All authors approved the final version of the manuscript to be published.

REFERENCES

  1. Adhikary SD, Prasad A, Soleimani B, Chin KJ. Continuous erector spinae plane block as an effective analgesic option in anticoagulated patients after left ventricular assist device implantation: A case series. J Cardiothorac Vasc Anesth 2019; 33(4):1063-7. doi: 10.1053/j.jvca.2018.04.026.
  2. Zhang B, Ochuba AJ, Mullen GR, Rai A, Aro T, Hoenig DM, et al. How I do it: ERAS protocol featuring erector spinae plane block for percutaneous nephrolithotomy. Can J Urol 2023; 30(4):11639-43.

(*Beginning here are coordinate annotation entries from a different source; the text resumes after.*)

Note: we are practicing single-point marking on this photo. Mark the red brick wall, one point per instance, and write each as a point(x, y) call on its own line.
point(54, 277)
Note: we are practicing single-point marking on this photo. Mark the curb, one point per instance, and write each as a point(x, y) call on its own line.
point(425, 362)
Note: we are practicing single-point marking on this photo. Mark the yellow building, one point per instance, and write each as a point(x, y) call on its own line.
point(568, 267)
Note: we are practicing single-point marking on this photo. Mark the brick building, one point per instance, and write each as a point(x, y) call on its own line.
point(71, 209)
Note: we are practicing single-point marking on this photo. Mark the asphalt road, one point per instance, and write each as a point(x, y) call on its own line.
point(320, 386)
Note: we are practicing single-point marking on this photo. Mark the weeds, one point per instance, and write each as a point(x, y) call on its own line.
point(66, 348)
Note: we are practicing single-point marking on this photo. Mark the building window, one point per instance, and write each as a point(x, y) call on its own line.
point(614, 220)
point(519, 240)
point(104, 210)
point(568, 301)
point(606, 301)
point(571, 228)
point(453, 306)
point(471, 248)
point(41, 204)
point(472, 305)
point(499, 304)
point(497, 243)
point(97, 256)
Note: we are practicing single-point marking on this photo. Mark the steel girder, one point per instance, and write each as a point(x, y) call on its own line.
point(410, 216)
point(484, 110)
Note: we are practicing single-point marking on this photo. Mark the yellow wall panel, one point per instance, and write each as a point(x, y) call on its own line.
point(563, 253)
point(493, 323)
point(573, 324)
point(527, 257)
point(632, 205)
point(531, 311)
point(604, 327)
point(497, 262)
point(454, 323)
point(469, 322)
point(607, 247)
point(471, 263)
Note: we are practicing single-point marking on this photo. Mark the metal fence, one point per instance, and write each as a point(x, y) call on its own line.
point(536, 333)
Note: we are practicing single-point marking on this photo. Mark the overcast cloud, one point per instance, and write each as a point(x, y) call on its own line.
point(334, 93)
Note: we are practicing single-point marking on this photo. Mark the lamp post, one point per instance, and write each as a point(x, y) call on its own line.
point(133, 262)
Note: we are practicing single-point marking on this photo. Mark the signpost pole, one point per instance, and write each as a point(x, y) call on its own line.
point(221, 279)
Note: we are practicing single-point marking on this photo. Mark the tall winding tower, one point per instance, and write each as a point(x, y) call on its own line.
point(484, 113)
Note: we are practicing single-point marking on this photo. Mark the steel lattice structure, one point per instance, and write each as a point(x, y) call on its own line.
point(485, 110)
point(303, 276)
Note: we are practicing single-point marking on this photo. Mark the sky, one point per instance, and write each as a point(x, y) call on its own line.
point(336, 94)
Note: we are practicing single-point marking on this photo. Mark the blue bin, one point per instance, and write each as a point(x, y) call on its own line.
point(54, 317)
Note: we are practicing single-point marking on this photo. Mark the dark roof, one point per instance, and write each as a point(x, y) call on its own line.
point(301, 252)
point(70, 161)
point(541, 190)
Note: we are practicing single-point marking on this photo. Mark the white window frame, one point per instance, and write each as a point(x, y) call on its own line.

  3. Datchinamourthy T, Bhoi D Chhabra A, Mohan MK. Kumar KR, Ranganathan P. Comparative evaluation of continuous infusion versus programmed intermittent bolus techniques in erector spinae plane block in modified radical mastectomy – A preliminary randomised controlled trial. Indian J Anesth 2024; 68(3):273-9. doi: 10.4103/ija.ija_922_23.
  4. Zengin M, Sazak H, Baldemir R, Ulger G, Arican D, Kaybal O, et al. Comparison of analgesic efficacy of different local anesthetic volumes for erector spinae plane block in thoracotomy patients; a prospective randomized trial. BMC Anesthesiol 2023; 23(1):42. doi: 10.1186/s12871-023- 02004-4. Erratum in: BMC Anesthesiol 2023; 23(1):70. doi: 10.1186/s12871-023-02031-1.
  5. Tulgor S, Selvi O, Thomas DT, Ozer Z. Erector spinae block in 308 patients: Complications and unexpected events. Reg Anesth Pain Med 2019; 44(Suppl 1):A112. doi: 10. 1136/rapm-2019-ESRAABS2019.128.